Counsel for the Taxpayers and the trustee at oral argument represented that the Taxpayers have regularly paid to the trustee the payments required by their Chapter 13 plan. Therefore, it appears to the court that not only does the plan provide for payment of the IRS claim but that the Taxpayers have been conscientious in conforming to the plan. Under these circumstances, the bankruptcy court's failure to lift the automatic stay seems entirely proper because the IRS is adequately protected. The court finds no compelling reason to put the government in any stronger *727 position than it already is with regard to its claim against the Taxpayers. Furthermore, the confirmation of the Chapter 13 plan "bind[s] the debtor and each creditor, ... whether or not such creditor has objected to, has accepted, or has rejected the plan." 11 U.S.C. § 1327(a).

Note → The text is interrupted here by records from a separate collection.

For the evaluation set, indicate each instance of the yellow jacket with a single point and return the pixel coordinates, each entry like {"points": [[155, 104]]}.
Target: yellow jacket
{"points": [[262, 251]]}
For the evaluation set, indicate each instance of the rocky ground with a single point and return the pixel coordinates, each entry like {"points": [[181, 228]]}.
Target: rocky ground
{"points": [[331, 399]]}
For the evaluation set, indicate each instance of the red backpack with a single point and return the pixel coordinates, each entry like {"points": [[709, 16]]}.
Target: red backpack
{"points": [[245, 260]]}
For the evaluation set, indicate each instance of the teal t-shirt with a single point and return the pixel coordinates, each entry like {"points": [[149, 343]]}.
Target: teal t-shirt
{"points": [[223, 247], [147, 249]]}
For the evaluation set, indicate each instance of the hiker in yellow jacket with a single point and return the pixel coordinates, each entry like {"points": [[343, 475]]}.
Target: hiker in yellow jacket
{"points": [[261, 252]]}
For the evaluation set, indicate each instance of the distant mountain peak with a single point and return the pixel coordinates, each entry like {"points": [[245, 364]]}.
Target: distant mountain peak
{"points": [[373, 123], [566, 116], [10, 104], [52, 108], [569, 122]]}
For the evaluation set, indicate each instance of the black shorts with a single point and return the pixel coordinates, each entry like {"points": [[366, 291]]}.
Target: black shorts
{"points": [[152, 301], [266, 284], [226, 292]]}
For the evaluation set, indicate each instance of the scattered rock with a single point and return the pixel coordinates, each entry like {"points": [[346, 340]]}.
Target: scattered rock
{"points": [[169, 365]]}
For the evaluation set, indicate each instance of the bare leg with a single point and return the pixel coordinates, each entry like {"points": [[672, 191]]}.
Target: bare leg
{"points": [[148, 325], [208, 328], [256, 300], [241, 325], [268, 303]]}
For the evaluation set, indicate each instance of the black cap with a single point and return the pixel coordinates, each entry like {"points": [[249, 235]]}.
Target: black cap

In sum, the court finds that the retention of the refund in a "suspense account" amounted to a setoff in violation of the automatic stay. Furthermore, because the government is adequately protected under the Taxpayers' Chapter 13 plan and will ultimately have its claim paid in full, this court affirms the bankruptcy court's refusal to lift the stay and its order directing the government to turn over to the Taxpayers their 1980 tax refund.

An appropriate Order shall this day issue.


[1] The Bankruptcy Code gives a sixth order priority to:

allowed unsecured claims of governmental units, to the extent such claims are for a tax on or measured by income or gross receipts for a taxable year ending on or before the date of the filing of the petition for which a return, if required, is last due ...

11 U.S.C. § 507(a) (6) (A) (i).

[2] The government calculated that the retained amount of $1,681.96 includes the pro rata share of the Taxpayers' 1980 pre-petition refund offset against the 1979 liability. The Taxpayers filed their Chapter 13 petition on October 30, 1980; October 30 was the 304th day of the year. Thus, 304/366ths of the Taxpayers' refund was due them by October 30, 1980. This amount is property of the estate, see 11 U.S.C. § 541, and is the amount the IRS has retained in its "suspense account".

[3] Section 553 provides in pertinent part:

[T]his title does not affect any right of a creditor to offset a mutual debt owing by such creditor to the debtor that arose before the commencement of the case under this title against a claim of such creditor against the debtor that arose before the commencement of the case ...

[4] Section 362(a) (7) provides that the filing of a petition operates as a stay of

the setoff of any debt owing to the debtor that arose before the commencement of the case under this title against any claim against the debtor; ...

[5] One means suggested in 11 U.S.C. § 361 for providing adequate protection to the creditor is "requiring the trustee to make periodic cash payments" to the creditor. See id. § 361(1).